I thought DVD players just appeared in stores magically
Posted by Evan Herrnstadt on October 16, 2007
Well, to continue pigeonholing myself as a purveyor of British transportation-related climate change news, the Independent reports that shipping emissions might be higher than we thought — perhaps comprising a larger proportion than aviation:
Shipping, although traditionally thought of as environmentally friendly, is growing so fast that the pollution it creates is at least 50 per cent higher than previously thought. Maritime emissions are also set to leap by 75 per cent by 2020. The International Maritime Organisation, the UN body set up to regulate shipping, has set up a working group due to report this year. Research seen by the group suggests previous calculations, which put the total at about 600 million tonnes per year, are significantly short. The true figure is set to be more than one billion tonnes…

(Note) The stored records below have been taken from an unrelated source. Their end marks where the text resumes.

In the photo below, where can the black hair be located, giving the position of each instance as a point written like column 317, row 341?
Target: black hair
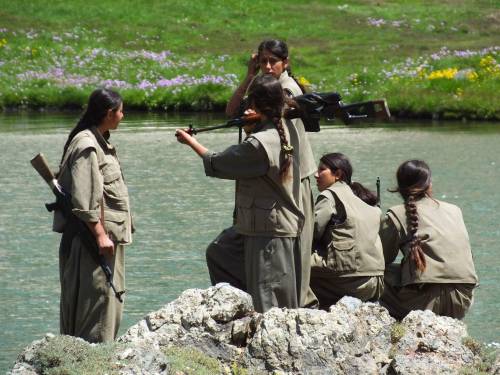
column 280, row 49
column 265, row 94
column 337, row 161
column 100, row 102
column 414, row 182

This one is going to be tricky. A carbon policy that doesn’t address shipping is going to miss a lot of emissions. One petition claims (take grain of salt now) that international shipping emissions are nearly equivalent to the sum of American auto emissions. A policy that neglects shipping would also miss some of the lowest-hanging, dirtiest emissions around:
Since the 1970s, the bulk of commercial vessels have run on heavy “bunker” fuel, a by-product of the oil refining process for higher grade fuels. One industry insider described it as “the crap that comes out the other end that’s half way to being asphalt”.
Gross. Unfortunately, we like our nations sovereign and our goods cheap. We will obviously run into collective action problems regulating shipping similar to those we’ve encountered in other global carbon emissions discussions. As for prices, how often do you see “Made in China” in a given day? Here’s one reason why:
At present it is more efficient to ship a container from Beijing to London than it is to transport it 100km by road.
So we would need to slap a carbon price on shipping emissions, which would make many goods more expensive. We could impose regulations on ships entering US waters, but that’s a heavy-handed, inefficient way to achieve the same ends. Clearly, either policy would make shipping goods from, say, China to the US (or UK) more expensive, and that might mean less lead paint for our children. Is that really a price we’re willing to pay to mitigate climate change?